Posted on Sat Jun 20th, 2026 @ 2:29am by Lieutenant Maya Canak & Cassandra Frost & Lieutenant Commander Viessa Kenobi & Senior Chief Petty Officer Margaret Houlihan
Edited on on Wed Jun 24th, 2026 @ 5:35am

2,244 words; about a 11 minute read

Mission: Episode 2 - The Sins of History
Location: Autopsy Suite - Deck 9 - USS Artemis
Timeline: MD002 1600 hrs


The surgery suite was locked so that no one but authorized personnel could enter the observation area during the autopsy to protect the privacy of the family. In spite of Starfleet and the captain's effort to keep this quiet for now, news had already spread about the death, which could hinder the investigation.

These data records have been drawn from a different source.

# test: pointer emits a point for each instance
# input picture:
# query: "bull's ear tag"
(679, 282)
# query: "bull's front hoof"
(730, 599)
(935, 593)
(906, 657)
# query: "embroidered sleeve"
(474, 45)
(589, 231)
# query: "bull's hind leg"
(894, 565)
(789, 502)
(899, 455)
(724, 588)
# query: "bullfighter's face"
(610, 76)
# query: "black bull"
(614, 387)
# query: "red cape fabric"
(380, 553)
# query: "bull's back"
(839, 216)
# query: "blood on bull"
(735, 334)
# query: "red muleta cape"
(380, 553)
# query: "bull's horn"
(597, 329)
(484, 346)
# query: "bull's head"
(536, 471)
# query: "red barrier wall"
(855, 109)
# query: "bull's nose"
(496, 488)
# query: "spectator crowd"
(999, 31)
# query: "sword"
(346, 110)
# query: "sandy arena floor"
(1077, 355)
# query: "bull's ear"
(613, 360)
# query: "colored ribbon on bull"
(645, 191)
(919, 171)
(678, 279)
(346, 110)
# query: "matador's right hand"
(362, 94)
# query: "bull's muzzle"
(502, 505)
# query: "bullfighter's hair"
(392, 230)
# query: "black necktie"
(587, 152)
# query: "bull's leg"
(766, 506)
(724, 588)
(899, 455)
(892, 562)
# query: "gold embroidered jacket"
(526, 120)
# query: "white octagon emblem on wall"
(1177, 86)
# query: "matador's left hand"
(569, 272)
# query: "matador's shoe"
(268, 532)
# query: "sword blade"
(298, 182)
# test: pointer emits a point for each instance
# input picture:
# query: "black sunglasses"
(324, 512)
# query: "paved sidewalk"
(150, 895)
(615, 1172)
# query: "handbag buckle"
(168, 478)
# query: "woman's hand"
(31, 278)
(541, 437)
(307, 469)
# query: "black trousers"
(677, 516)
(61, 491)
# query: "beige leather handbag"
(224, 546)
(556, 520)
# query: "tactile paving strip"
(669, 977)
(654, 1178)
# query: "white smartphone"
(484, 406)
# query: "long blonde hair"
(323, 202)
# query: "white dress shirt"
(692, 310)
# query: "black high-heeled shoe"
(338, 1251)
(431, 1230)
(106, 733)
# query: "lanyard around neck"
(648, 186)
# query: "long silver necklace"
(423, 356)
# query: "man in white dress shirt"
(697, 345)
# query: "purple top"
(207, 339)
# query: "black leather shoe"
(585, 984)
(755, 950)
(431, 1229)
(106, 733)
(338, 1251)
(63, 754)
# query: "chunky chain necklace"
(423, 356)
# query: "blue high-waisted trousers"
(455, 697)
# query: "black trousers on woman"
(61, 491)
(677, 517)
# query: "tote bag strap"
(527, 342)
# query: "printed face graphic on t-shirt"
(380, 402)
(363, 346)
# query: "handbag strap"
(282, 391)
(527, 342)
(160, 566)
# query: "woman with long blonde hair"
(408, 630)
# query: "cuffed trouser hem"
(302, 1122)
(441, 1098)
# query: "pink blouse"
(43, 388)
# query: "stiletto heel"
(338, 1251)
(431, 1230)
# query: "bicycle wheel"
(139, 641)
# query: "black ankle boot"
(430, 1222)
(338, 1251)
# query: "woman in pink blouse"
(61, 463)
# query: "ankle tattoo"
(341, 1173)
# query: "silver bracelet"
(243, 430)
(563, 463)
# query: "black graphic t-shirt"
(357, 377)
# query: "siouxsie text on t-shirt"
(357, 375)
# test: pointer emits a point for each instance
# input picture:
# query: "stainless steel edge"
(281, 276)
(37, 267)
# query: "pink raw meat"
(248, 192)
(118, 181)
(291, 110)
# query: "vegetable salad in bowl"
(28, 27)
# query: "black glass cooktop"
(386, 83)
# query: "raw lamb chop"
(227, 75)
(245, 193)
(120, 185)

Maya nodded to the other two to indicate she was ready to begin. "Computer, begin recording." She paused for a moment. "Autopsy of Peter Lashley, twelve years of age. Present are Lieutenant Maya Canak, Chief Medical officer and ME, Lieutenant Commander Viessa Kenobi, Forensic Pathologist, and Senior Chief Petty Officer Margaret Houlihan, Head Nurse."

She looked around at the others. "Ready?"

Margaret nodded. "Ready."

Viessa stood on the opposite side of the table, hands already gloved, her expression composed in the way only long practice could make possible. There was nothing casual in her posture now, no easy warmth, no dry little aside to soften the room. That part of her had been folded away and placed somewhere safe, for later.

Peter Lashley lay between them.

Twelve years old.

She had heard Maya say it for the recording, had known it before she entered the suite, had seen it in the file, but the words still settled heavily in the air. They always did. Centuries did not make that easier. Experience only taught you not to flinch where others could see.

Viessa glanced once towards Margaret, then back to Maya. Her voice, when it came, was quiet but steady.

"Ready."

She let the word sit there for a heartbeat before she looked down at the boy on the table. Not at the body. Not at the evidence. At Peter. That mattered. It always mattered.

"For the record," she added, her tone professional but gentle, "external visual examination may begin. I would recommend we proceed slowly and document everything before any invasive work is undertaken."

Her eyes moved over the child with forensic care, but there was no coldness in it. She had learned long ago that detachment was useful, but indifference was dangerous. The dead could not speak for themselves. That was their responsibility now.

"We owe him patience," Viessa said, softer this time, though still clearly enough for the recording to catch. Then she drew in a controlled breath and looked back to Maya. "And we owe his family the truth."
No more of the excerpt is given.